About the Role

We are seeking an experienced Senior Infrastructure Engineer to lead the design, deployment, and maintenance of our on-premises Kubernetes-based data center infrastructure. This is a hands-on role encompassing physical hardware, virtualization, and cluster administration. You will ensure high availability, performance, and scalability while enabling secure and efficient workloads for both developers and operations.

Key Responsibilities:

Infrastructure Management (40%)

  • Design and maintain server, storage, and networking infrastructure across 2–4 data center racks
  • Manage rack layout, power distribution, and cooling systems
  • Perform hardware lifecycle management and capacity planning
  • Administer hypervisor environments (e.g., VMware vSphere, Proxmox, KVM)
  • Implement and maintain software-defined networking (SDN) and storage platforms

Kubernetes Cluster Administration (30%)

  • Deploy, monitor, and scale production Kubernetes clusters
  • Implement RBAC, network policies, and secure baseline configurations
  • Manage persistent storage using solutions such as Rook/Ceph or OpenEBS
  • Configure container networking layers (e.g., Cilium, Calico)
  • Ensure high availability, backup, and disaster recovery procedures

Monitoring & Performance Optimization (20%)

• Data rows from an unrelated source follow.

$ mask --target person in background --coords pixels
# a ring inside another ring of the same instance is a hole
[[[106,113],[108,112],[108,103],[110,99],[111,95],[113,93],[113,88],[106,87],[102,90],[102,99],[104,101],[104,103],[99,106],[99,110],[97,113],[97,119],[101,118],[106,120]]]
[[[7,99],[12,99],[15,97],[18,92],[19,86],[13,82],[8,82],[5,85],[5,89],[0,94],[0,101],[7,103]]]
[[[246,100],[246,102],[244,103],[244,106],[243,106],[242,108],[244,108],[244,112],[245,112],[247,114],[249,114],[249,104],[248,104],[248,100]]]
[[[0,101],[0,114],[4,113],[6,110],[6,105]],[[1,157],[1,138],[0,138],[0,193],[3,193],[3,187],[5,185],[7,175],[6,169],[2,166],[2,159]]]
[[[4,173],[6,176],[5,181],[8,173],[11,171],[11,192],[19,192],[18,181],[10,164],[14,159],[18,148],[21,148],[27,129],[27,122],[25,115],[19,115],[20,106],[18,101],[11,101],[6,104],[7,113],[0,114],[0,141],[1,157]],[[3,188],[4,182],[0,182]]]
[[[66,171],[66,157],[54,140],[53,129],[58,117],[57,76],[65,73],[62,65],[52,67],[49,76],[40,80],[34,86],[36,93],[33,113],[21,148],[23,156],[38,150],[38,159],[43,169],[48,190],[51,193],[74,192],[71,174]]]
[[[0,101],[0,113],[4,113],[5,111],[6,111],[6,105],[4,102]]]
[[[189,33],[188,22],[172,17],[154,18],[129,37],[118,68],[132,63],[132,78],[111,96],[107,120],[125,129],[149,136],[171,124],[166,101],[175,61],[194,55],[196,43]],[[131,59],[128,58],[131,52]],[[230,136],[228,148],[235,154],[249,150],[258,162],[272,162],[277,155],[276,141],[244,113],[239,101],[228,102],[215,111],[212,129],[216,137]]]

  • Set up observability stacks (Prometheus, Grafana, ELK)
  • Define alerting, incident response, and SLA compliance (target 99.9%+ uptime)
  • Conduct regular infrastructure performance tuning and cost/performance analysis
  • Maintain up-to-date infrastructure documentation

Collaboration & Support (10%)

  • Collaborate with development teams to optimize app performance and deployment
  • Participate in on-call rotation and root cause analysis reviews
  • Mentor junior engineers and promote operational best practices

Required Qualifications

Education & Experience

  • Bachelor’s degree in Computer Science, Engineering, or equivalent experience
  • 5+ years in infrastructure or systems engineering roles
  • 2+ years managing Kubernetes in production environments
  • Experience with hands-on data center hardware installation and operations

Technical Skills

  • Operating Systems: Strong Linux (Ubuntu, RHEL, Rocky)
  • Virtualization: VMware, KVM, or Proxmox
  • Containers: Docker, containerd, Kubernetes (CKA preferred)
  • Networking: VLANs, firewalls, TCP/IP, BGP, load balancing
  • Storage: SAN, NAS, Ceph, distributed storage systems
  • Scripting/Automation: Python, Bash, Go
  • IaC Tools: Terraform, Ansible
  • Observability: Prometheus, Grafana, ELK

Soft Skills

  • Analytical and methodical troubleshooting skills
  • Clear documentation and communication
  • Ability to independently manage projects and priorities

Preferred Qualifications

  • Kubernetes certifications (CKA, CKS)
  • Experience with bare-metal Kubernetes deployments
  • Familiarity with GitOps (ArgoCD, Flux)
  • Knowledge of service mesh architectures
  • Hardware vendor certifications (Dell, HPE, etc.)

Compensation & Benefits

  • Competitive salary based on experience and skillset
  • Health, dental, and vision insurance
  • Annual training and certification budget
  • Flexible working hours and on-call compensation
  • Hands-on experience with leading open-source tools and infrastructure

Working Conditions

  • On-site presence required for hardware maintenance and installation
  • Participation in on-call rotation (approximately 1 week per month)
  • Occasional after-hours maintenance windows
  • Physical ability to lift and rack equipment (up to 50 lbs)

How to Apply

Submit your resume and a cover letter outlining your experience in Kubernetes, infrastructure, or platform engineering. Highlight any relevant projects, open-source contributions, or certifications.